Le choix du tartan Cameron comme base à partir de laquelle le tartan Cameron Comando fut créé me ramenait curieusement à la question de l’édition qui occupa une partie de la vie de G.-A. Bolloré. J’ai tendance lorsque je lis un livre, à parcourir tout ce qui y est écrit, de la première à la dernière page, y compris le dépôt légal ou la date et le lieu de l’impression et j’ai toujours été intrigué par la mention qui apparaissait sur certains livres : imprimé sur système Cameron, j’eus donc l’idée de demander à Anne Laborde si un livre des éditions de La Table Ronde avait été ainsi imprimé.

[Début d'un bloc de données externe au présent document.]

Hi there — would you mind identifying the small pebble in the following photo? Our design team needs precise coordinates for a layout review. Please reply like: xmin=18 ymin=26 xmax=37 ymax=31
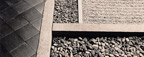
xmin=51 ymin=46 xmax=55 ymax=49
xmin=123 ymin=55 xmax=127 ymax=57
xmin=53 ymin=44 xmax=58 ymax=46
xmin=86 ymin=51 xmax=90 ymax=54
xmin=92 ymin=45 xmax=98 ymax=48
xmin=133 ymin=56 xmax=138 ymax=57
xmin=105 ymin=56 xmax=109 ymax=57
xmin=68 ymin=47 xmax=73 ymax=50
xmin=126 ymin=38 xmax=130 ymax=42
xmin=78 ymin=37 xmax=83 ymax=40
xmin=101 ymin=49 xmax=105 ymax=52
xmin=102 ymin=43 xmax=105 ymax=46
xmin=74 ymin=39 xmax=78 ymax=42
xmin=115 ymin=47 xmax=119 ymax=50
xmin=122 ymin=38 xmax=125 ymax=42
xmin=109 ymin=54 xmax=114 ymax=57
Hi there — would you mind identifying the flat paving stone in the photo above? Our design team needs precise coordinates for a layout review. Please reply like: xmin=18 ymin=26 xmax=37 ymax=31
xmin=7 ymin=15 xmax=29 ymax=31
xmin=10 ymin=43 xmax=35 ymax=57
xmin=16 ymin=24 xmax=39 ymax=41
xmin=0 ymin=33 xmax=24 ymax=52
xmin=0 ymin=7 xmax=18 ymax=22
xmin=12 ymin=0 xmax=32 ymax=14
xmin=0 ymin=23 xmax=14 ymax=39
xmin=26 ymin=33 xmax=40 ymax=51
xmin=21 ymin=8 xmax=42 ymax=22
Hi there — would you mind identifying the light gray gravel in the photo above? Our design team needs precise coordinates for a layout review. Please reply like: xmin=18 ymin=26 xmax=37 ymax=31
xmin=51 ymin=37 xmax=144 ymax=57
xmin=53 ymin=0 xmax=78 ymax=23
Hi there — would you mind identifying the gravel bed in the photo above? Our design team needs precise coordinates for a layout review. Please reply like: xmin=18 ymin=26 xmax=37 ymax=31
xmin=53 ymin=0 xmax=79 ymax=23
xmin=51 ymin=37 xmax=144 ymax=57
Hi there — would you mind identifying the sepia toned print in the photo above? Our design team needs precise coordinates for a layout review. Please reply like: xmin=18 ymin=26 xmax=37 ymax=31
xmin=36 ymin=0 xmax=144 ymax=57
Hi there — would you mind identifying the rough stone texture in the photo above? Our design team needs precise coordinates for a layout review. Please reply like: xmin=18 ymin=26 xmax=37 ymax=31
xmin=0 ymin=0 xmax=45 ymax=57
xmin=51 ymin=36 xmax=144 ymax=57
xmin=53 ymin=0 xmax=79 ymax=23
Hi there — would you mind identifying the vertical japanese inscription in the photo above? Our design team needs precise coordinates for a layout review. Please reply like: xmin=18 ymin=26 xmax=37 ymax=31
xmin=83 ymin=0 xmax=144 ymax=24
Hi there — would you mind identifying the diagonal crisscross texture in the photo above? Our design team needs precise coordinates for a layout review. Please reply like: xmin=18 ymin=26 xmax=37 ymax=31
xmin=0 ymin=0 xmax=45 ymax=57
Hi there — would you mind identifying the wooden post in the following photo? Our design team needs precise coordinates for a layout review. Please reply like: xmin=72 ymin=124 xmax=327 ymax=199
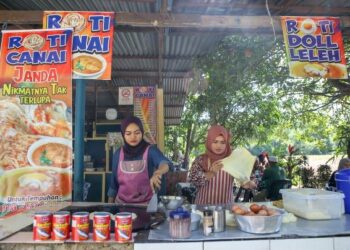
xmin=156 ymin=88 xmax=165 ymax=152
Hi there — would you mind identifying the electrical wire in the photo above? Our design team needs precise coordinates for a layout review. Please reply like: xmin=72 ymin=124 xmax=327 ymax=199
xmin=265 ymin=0 xmax=277 ymax=42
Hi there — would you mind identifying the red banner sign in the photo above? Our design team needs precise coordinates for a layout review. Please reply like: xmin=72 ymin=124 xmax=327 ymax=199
xmin=43 ymin=11 xmax=115 ymax=80
xmin=0 ymin=29 xmax=73 ymax=217
xmin=281 ymin=16 xmax=348 ymax=79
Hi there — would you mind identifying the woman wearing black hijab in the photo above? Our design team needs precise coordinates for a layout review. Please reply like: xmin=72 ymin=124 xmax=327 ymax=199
xmin=107 ymin=116 xmax=171 ymax=204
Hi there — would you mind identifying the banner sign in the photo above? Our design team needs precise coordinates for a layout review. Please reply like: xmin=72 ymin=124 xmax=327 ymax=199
xmin=134 ymin=86 xmax=157 ymax=144
xmin=0 ymin=29 xmax=73 ymax=218
xmin=281 ymin=16 xmax=348 ymax=79
xmin=43 ymin=11 xmax=115 ymax=80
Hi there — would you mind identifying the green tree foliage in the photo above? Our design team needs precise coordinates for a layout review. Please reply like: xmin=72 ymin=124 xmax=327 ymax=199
xmin=165 ymin=35 xmax=350 ymax=169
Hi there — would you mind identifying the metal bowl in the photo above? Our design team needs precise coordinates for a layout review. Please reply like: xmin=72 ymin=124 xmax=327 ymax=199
xmin=234 ymin=209 xmax=284 ymax=234
xmin=160 ymin=196 xmax=184 ymax=210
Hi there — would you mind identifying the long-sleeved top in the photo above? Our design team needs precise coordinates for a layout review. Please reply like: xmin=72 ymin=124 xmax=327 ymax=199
xmin=188 ymin=155 xmax=234 ymax=205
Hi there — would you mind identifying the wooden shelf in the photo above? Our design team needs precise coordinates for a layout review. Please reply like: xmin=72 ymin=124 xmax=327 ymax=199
xmin=84 ymin=137 xmax=106 ymax=141
xmin=95 ymin=120 xmax=122 ymax=125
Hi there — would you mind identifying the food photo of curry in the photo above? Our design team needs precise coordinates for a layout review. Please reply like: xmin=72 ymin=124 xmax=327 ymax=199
xmin=0 ymin=95 xmax=72 ymax=201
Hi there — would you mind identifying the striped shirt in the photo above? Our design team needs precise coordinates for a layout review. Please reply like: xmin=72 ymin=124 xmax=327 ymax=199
xmin=188 ymin=155 xmax=234 ymax=205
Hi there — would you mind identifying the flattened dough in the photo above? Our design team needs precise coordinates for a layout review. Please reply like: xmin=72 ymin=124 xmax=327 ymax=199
xmin=221 ymin=147 xmax=256 ymax=183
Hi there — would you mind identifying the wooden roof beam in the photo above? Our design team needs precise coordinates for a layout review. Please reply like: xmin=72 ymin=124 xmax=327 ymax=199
xmin=2 ymin=11 xmax=350 ymax=30
xmin=2 ymin=11 xmax=350 ymax=29
xmin=174 ymin=1 xmax=350 ymax=16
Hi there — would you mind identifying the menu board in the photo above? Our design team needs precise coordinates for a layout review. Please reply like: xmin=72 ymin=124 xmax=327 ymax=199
xmin=281 ymin=16 xmax=348 ymax=79
xmin=43 ymin=11 xmax=115 ymax=80
xmin=134 ymin=87 xmax=157 ymax=144
xmin=0 ymin=29 xmax=73 ymax=217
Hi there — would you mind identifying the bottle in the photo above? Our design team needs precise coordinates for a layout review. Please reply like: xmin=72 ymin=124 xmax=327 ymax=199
xmin=213 ymin=206 xmax=225 ymax=232
xmin=203 ymin=209 xmax=213 ymax=236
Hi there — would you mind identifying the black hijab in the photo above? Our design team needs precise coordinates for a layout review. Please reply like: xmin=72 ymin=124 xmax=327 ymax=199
xmin=121 ymin=115 xmax=150 ymax=160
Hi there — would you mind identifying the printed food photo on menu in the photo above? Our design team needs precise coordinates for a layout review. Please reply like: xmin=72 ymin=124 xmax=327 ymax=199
xmin=0 ymin=28 xmax=73 ymax=214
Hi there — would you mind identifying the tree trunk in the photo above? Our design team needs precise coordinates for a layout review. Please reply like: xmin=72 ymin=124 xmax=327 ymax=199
xmin=183 ymin=125 xmax=193 ymax=170
xmin=347 ymin=139 xmax=350 ymax=158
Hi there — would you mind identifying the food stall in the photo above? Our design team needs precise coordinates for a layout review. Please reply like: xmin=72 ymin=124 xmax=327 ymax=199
xmin=1 ymin=1 xmax=350 ymax=249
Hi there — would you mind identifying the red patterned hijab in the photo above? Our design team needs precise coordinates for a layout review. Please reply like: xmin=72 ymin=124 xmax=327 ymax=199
xmin=201 ymin=125 xmax=232 ymax=171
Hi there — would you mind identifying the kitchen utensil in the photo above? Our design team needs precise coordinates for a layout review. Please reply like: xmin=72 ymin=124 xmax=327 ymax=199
xmin=160 ymin=196 xmax=183 ymax=210
xmin=146 ymin=188 xmax=158 ymax=213
xmin=234 ymin=208 xmax=284 ymax=234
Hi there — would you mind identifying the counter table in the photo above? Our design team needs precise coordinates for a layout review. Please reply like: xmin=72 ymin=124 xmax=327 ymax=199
xmin=1 ymin=202 xmax=349 ymax=250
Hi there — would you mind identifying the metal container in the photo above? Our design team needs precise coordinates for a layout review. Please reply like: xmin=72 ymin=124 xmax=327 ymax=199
xmin=234 ymin=209 xmax=284 ymax=234
xmin=190 ymin=213 xmax=201 ymax=231
xmin=160 ymin=196 xmax=184 ymax=210
xmin=213 ymin=206 xmax=225 ymax=232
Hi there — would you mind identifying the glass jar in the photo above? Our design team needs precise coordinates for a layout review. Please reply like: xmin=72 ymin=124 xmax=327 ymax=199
xmin=169 ymin=208 xmax=191 ymax=239
xmin=203 ymin=209 xmax=213 ymax=236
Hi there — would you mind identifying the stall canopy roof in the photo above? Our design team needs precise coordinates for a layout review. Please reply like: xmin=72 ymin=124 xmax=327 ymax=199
xmin=0 ymin=0 xmax=349 ymax=125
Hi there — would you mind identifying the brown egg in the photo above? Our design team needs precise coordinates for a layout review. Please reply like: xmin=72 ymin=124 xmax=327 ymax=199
xmin=231 ymin=204 xmax=239 ymax=212
xmin=233 ymin=207 xmax=247 ymax=215
xmin=244 ymin=211 xmax=256 ymax=216
xmin=249 ymin=204 xmax=261 ymax=214
xmin=267 ymin=208 xmax=279 ymax=216
xmin=257 ymin=209 xmax=268 ymax=216
xmin=260 ymin=205 xmax=268 ymax=211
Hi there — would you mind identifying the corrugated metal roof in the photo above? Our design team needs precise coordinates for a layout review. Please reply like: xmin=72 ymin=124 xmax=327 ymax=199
xmin=0 ymin=0 xmax=153 ymax=12
xmin=1 ymin=0 xmax=349 ymax=125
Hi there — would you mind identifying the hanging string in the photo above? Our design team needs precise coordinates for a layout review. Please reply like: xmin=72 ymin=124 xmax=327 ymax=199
xmin=2 ymin=22 xmax=8 ymax=30
xmin=265 ymin=0 xmax=277 ymax=42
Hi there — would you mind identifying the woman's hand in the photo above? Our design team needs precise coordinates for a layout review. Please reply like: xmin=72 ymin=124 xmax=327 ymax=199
xmin=204 ymin=160 xmax=223 ymax=180
xmin=150 ymin=170 xmax=162 ymax=192
xmin=210 ymin=160 xmax=223 ymax=173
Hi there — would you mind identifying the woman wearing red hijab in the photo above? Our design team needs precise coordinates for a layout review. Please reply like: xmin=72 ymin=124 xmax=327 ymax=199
xmin=189 ymin=125 xmax=256 ymax=205
xmin=188 ymin=125 xmax=233 ymax=205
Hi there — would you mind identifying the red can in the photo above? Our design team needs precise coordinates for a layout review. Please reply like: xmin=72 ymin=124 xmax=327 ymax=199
xmin=52 ymin=211 xmax=70 ymax=241
xmin=115 ymin=212 xmax=133 ymax=243
xmin=33 ymin=211 xmax=52 ymax=241
xmin=93 ymin=212 xmax=111 ymax=242
xmin=71 ymin=212 xmax=90 ymax=241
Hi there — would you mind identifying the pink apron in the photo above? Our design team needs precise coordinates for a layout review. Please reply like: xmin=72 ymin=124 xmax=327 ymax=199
xmin=116 ymin=146 xmax=153 ymax=203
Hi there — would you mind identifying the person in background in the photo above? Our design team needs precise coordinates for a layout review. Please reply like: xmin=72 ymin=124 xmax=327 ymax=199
xmin=257 ymin=151 xmax=270 ymax=172
xmin=253 ymin=156 xmax=286 ymax=201
xmin=107 ymin=116 xmax=171 ymax=204
xmin=328 ymin=158 xmax=350 ymax=189
xmin=188 ymin=125 xmax=256 ymax=205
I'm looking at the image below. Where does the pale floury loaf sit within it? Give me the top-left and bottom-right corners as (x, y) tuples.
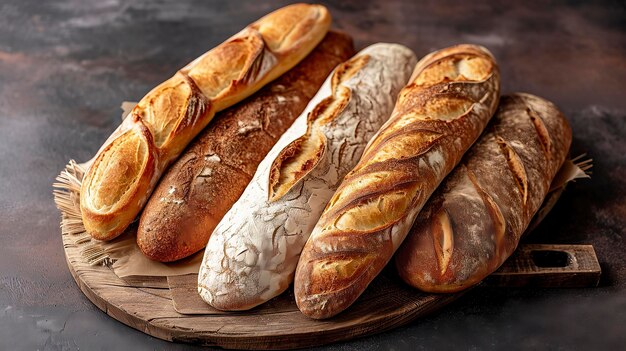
(198, 43), (417, 311)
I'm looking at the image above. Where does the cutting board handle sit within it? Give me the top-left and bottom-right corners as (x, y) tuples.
(486, 244), (601, 288)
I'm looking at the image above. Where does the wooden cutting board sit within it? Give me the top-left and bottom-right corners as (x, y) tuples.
(64, 235), (599, 349)
(62, 180), (601, 350)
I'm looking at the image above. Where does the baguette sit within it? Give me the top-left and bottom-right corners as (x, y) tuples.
(79, 4), (331, 240)
(136, 31), (355, 262)
(198, 43), (417, 311)
(395, 93), (572, 293)
(294, 44), (501, 319)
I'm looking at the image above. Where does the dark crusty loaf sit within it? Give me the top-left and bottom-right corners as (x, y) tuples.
(294, 44), (501, 319)
(395, 93), (572, 293)
(79, 4), (331, 240)
(137, 31), (355, 262)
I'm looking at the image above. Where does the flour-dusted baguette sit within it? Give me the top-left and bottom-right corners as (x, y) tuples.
(79, 4), (331, 240)
(294, 44), (501, 319)
(395, 93), (572, 293)
(136, 31), (355, 262)
(197, 44), (417, 311)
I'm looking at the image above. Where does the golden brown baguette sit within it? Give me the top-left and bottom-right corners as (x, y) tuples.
(79, 4), (331, 240)
(136, 31), (355, 262)
(395, 93), (572, 293)
(294, 44), (500, 319)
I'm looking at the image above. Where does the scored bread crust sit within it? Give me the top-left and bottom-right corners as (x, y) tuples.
(136, 31), (355, 262)
(197, 44), (417, 311)
(395, 93), (572, 293)
(79, 4), (331, 240)
(294, 44), (501, 319)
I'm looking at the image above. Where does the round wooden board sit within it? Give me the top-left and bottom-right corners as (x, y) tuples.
(61, 187), (565, 350)
(63, 233), (461, 349)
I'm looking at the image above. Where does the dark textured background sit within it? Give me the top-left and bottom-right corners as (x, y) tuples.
(1, 0), (625, 350)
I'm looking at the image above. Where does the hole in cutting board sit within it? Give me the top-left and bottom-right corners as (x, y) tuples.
(531, 250), (571, 268)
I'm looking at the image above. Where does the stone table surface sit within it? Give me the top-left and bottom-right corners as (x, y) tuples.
(1, 0), (624, 350)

Lorsque je me trouvai devant sa bibliothèque contenant tous les ouvrages publiés par la maison d’édition, je repérai immédiatement le nom de Georges Guétary. Je savais que ce chanteur avait été pendant l’occupation l’idole de ma mère et qu’elle en parlait à mainte reprises dans son journal. Le titre de l’ouvrage était Les hasards fabuleux, et ce fut précisément l’un de ces fabuleux hasards qui fit que l’ouvrage se révéla être imprimé sur ce système Cameron. Je décidais donc d’intégrer au polyptyque non seulement la copie peinte des premières et dernières pages contenant le titre et le système d’impression mais aussi l’entrée du journal de ma mère le 5 avril 1944 :
Aujourd’hui journée épatante ! J’ai reçu la photo dédicacée de Georges Guétary, il a mis « pour G. Sterckeman, G. Guétary » c’est tout ce que je voulais ! et il n’a mis que 13 jours pour répondre, c’est court puisqu’il a fallu que ça passe par Le Film Complet avant. Bref, je suis très très contente et je pense qu’il est de plus en plus épatant ! à part cette nouvelle, rien de neuf. Beau temps, pas d’alerte. Je suis en vacances de Pâques à partir de ce soir mercredi. J’ai mis la photo dans un cadre.